NRA’s new iPhone app: Locked and loaded with propaganda

NRA1b(1)A month after Newtown, here comes a new shooting app—“NRA: Practice Range.” That’s right, it’s from those same tone-deaf folks who blamed video games for all of society’s gun-related ills. Originally targeted for ages 4 and up, it has now been rebranded for ages 12 and up.

Currently listed as iTunes’ #3 rated app download, “NRA: Practice Range” stands just behind Ruzzle (a word game) and Fun Run (a game described as a competition between cute furry creatures) and ahead of Google Maps.

The app sets up a shooting range and offers users the chance to fire away indoors, outdoors or at a skeet shoot. After you choose your venue and skill level, the opening screen shows one of ten brief safety tips, such as. “Never use alcohol or drugs before or while shooting,” or one of four NRA factoids like. “The NRA Eddie Eagle Gunsafe® Program has reached more than 256 million children—in all 50 states—since 1998.”

Then you are invited to “Start Shooting.” You can accept the default weapon or for just $0.99 you can upgrade to something like an AK47 or a Dragunov SVD (a Russian semiautomatic sniper’s rifle.) From there you enter a poorly designed shooting range scenario that is neither educational nor entertaining.

As one reviewer on iTunes put it, “Whatever you think about the NRA, this app is horrible. I was a competitive target shooter, both pistol and rifle, for many years and from a technical standpoint, this app is horrible. There is no sight alignment and trigger control associated with this shooting. It is just about blasting out bullets. No control required. Nothing learned.”

The main page of the app provides a menu of connections to the NRA/ILA’s website. In case you’re not aware, the ILA portion of the title stands for the Institute for Legislative Action. It is the lobbying arm of the National Rifle Association of America. On the site, you’ll see banners proclaiming, “FIGHT FOR FREEDOM. Our second amendment rights are under siege like never before,” “Gun owners enter the fight of our lives,” and “The semi-auto ban: is it back already?”

Given the game’s incredibly poor technical design, the real purpose of this app seems clear: blast the NRA’s propaganda into the hands of young gamers.

Paul Tassi, a contributor to Forbes, writes news and opinion about video games, technology and the internet. In a recent post, he looks at the NRA app this way:

The most outspoken critic of the video game industry in the weeks after the Sandy Hook shooting has been the NRA, content to shift the blame for the tragedy, and all others like it, away from guns. They’ve specifically called out games like Mortal Kombat and Splatterhouse as being contributors to mass murder, while calling for more real world guns as a solution to the problem.

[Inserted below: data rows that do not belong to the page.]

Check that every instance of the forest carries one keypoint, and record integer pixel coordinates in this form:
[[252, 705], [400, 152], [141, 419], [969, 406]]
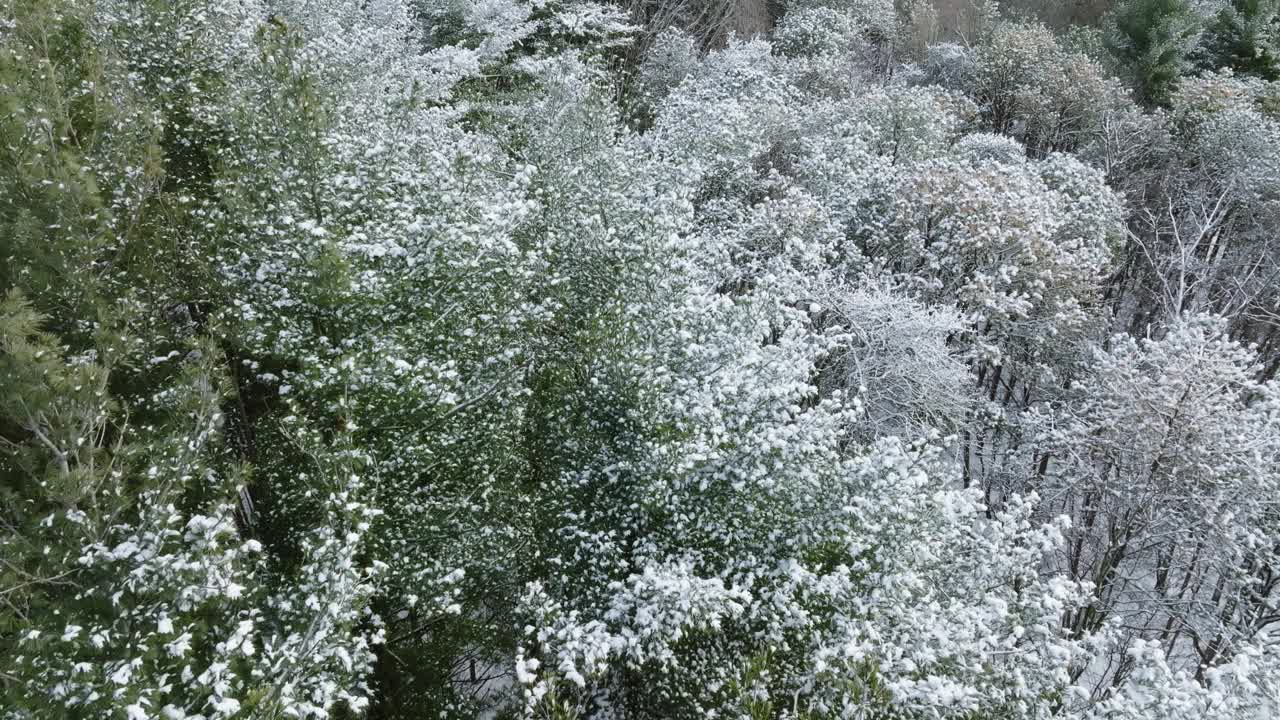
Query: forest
[[640, 359]]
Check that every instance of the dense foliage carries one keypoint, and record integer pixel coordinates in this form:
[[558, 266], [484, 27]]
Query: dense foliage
[[566, 359]]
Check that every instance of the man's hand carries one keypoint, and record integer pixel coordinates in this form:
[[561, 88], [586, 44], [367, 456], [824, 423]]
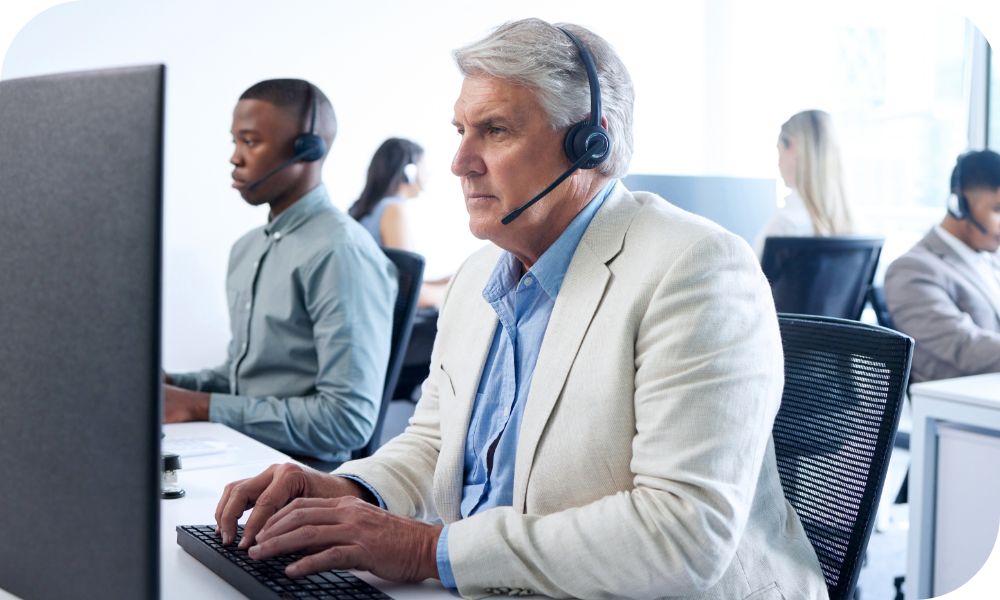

Tassi is a fan of video games in general and has no problem with shooting games. However, he has a clear view of what’s going on. In a second post he expands his take on the NRA, its hypocrisy and the American fixation on firearms.

If the NRA approves of guns being used for target practice, hunting, self-defense, war or a justified revolution, why would they condemn games that merely use any of those concepts as their subject matter? If the NRA supports a game about virtual target shooting, why would they be opposed to one about virtual war or a game where a gun is used to protect others from evil?

Is it because of the blood? Because it’s not exactly rainbows and unicorns when someone gets shot in real life, and games reflect that.

Is it because it’s “sensational?” Because ads like this aren’t sensationalizing guns at all.BushmasterAd-Maxim_0

Is it because the media is a corruptible influence? Here’s a hint. It’s because we love real life guns so much as a society that violent shooter games are so popular. A society that is inherently fascinated with violence creates violent media, it’s not the other way around.